A number of medicines used in assisted suicide and/or euthanasia were previously used in executions. Use of medicines during executions has been described as ‘inhumane’ with reports of people feeling ‘burning’ sensations throughout their bodies prior to death.
A scoping review of the 163 studies that included technical summaries, institutional policies, practice surveys, practice guidelines and clinical studies that describe assisted suicide and/or euthanasia provision in adults identified complications that may cause patient, family and provider distress (3). These included prolonged duration of the dying process, difficulty in obtaining intravenous access and difficulty in swallowing oral agents.

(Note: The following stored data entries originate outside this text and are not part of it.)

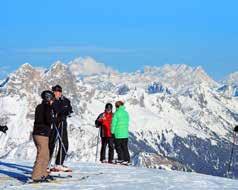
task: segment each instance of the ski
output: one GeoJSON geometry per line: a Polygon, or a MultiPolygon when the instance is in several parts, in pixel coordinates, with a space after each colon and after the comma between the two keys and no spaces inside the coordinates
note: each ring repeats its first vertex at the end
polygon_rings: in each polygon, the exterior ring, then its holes
{"type": "Polygon", "coordinates": [[[110,164],[110,165],[117,165],[117,166],[132,166],[131,163],[123,163],[123,162],[102,162],[102,164],[110,164]]]}
{"type": "Polygon", "coordinates": [[[50,175],[52,177],[58,177],[58,178],[72,178],[72,172],[62,172],[62,171],[55,171],[55,172],[50,172],[50,175]]]}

Since 2016, intravenous euthanasia is the main form of delivery of assisted death in Canada (4). Oral assisted suicide is underutilized in Canada as there is no international consensus on either the medications or the protocols for oral administration, nor a comprehensive understanding of the potential side effects and complications associated with different regimens. The quality of evidence for ‘optimal’ assisted suicide medications is low. It is recognised that any suggested recommendations can only be informed by the global but generally anecdotal experience. There are challenges for implementing oral assisted suicide in Canada (and elsewhere?) and include a need to enhance clinician comfort in prescribing oral medications as an alternative to intravenous administration.

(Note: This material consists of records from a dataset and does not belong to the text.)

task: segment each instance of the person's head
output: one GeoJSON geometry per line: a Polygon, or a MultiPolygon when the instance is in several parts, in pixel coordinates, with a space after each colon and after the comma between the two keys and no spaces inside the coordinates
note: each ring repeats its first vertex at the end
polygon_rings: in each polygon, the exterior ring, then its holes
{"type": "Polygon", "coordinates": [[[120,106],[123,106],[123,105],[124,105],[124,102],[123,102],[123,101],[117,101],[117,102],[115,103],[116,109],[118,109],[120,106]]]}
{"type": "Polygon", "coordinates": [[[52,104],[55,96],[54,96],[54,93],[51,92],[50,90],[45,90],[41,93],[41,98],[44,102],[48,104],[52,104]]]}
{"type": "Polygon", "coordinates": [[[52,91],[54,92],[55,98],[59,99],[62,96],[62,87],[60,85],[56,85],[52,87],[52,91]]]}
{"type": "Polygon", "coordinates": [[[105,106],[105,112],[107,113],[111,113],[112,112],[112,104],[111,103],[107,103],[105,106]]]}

The process of assisted suicide and/or euthanasia cannot guarantee a peaceful, pain free, dignified death.
1. van der Heide, A., et al., End-of-Life Practices in the Netherlands under the Euthanasia Act. New England Journal of Medicine, 2007. 356(19): p. 1957-196
2. Dierickx, S., et al., Drugs Used for Euthanasia: A Repeated Population-Based Mortality Follow-Back Study in Flanders, Belgium, 1998 - 2013. Journal of Pain and Symptom Management, 2018. 58(4).
3. Zworth, M., et al., Provision of medical assistance in dying: a scoping review. BMJ Open, 2020. 10(7): p. e036054
4. Harty, C., et al., Oral medical assistance in dying (MAiD): informing practice to enhance utilization in Canada. Canadian Journal of Anesthesia/Journal canadien d'anesthésie, 2019. 66(9): p. 1106-1112.